Begründe den Preis nicht zu sehr. Wer seinen Preis übermäßig erklärt, signalisiert Unsicherheit. Ein kurzer Hinweis auf die Leistung reicht. Der Rest ist Schweigen.
Verhandle nicht reflexartig nach unten. Wenn jemand sagt, der Preis sei zu hoch, ist das noch kein Verhandlungsergebnis. Oft reicht eine ruhige Nachfrage: „Was ist Ihr Budget?“ Dann weißt du, womit du es zu tun hast, und kannst eine informierte Entscheidung treffen.
Und der vielleicht wichtigste Punkt: Übe es. Sag deinen Preis laut aus. Vor dem Spiegel, mit einer Freundin, beim nächsten Netzwerktreffen. Je öfter du ihn aussprichst, desto selbstverständlicher wird er. Irgendwann kommt er raus, ohne dass du innerlich kurz den Atem anhältst.
Was Netzwerken damit zu tun hat
Einer der schnellsten Wege, ein besseres Gefühl für realistische Preise zu bekommen, ist der offene Austausch mit anderen Unternehmerinnen. Nicht um zu vergleichen und sich schlecht zu fühlen, sondern um zu verstehen, was am Markt üblich ist und wo man selbst steht.
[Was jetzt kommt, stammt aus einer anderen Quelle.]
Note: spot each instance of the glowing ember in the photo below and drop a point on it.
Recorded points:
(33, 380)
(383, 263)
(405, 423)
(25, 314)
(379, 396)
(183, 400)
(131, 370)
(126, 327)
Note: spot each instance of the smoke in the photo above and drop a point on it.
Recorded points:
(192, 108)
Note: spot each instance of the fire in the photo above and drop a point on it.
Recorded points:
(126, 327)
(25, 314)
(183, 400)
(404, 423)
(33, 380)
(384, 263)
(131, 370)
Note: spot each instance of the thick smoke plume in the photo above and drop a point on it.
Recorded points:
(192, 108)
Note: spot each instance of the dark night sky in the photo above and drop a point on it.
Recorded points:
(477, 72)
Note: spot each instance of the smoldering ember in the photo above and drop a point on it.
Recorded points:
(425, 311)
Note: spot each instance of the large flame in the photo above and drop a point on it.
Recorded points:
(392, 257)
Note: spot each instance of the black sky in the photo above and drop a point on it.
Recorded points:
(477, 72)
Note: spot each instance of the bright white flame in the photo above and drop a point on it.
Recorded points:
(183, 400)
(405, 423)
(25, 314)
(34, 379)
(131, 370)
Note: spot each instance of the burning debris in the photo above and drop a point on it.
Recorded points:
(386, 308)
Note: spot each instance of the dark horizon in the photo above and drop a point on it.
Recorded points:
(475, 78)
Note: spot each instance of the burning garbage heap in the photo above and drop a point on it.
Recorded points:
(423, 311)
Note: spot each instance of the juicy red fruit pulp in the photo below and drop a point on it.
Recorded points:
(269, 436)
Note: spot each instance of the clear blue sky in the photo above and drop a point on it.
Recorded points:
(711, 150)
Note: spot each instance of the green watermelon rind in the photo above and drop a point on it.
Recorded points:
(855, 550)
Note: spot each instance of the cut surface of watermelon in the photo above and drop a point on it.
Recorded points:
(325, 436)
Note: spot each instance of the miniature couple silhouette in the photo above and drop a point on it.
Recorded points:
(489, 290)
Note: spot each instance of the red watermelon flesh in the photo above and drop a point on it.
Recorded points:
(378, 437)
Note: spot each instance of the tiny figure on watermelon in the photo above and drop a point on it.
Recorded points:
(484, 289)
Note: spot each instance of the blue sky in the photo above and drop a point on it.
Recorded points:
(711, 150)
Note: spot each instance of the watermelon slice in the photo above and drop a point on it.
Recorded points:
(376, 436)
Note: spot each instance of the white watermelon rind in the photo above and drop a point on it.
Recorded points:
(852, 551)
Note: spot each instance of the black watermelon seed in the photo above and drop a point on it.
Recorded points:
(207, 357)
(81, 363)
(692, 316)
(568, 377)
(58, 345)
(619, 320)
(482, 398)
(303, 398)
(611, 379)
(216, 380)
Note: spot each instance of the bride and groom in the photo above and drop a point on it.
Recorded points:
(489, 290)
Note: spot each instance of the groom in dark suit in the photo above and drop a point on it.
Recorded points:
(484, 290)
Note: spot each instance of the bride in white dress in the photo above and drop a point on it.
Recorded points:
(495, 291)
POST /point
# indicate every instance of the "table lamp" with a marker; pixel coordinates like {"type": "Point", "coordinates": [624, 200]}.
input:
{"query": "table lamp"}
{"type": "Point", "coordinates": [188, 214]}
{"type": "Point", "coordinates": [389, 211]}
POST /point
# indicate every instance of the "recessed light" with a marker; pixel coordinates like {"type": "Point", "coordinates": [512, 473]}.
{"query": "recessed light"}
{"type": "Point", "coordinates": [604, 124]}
In einer Community, in der Frauen offen und ehrlich miteinander reden, auch über Zahlen, passiert genau das. Man merkt, dass die eigenen Preise oft zu niedrig sind. Man bekommt den Mut, das zu ändern. Und man hat Menschen um sich, die einen dabei unterstützen, statt einem auszureden.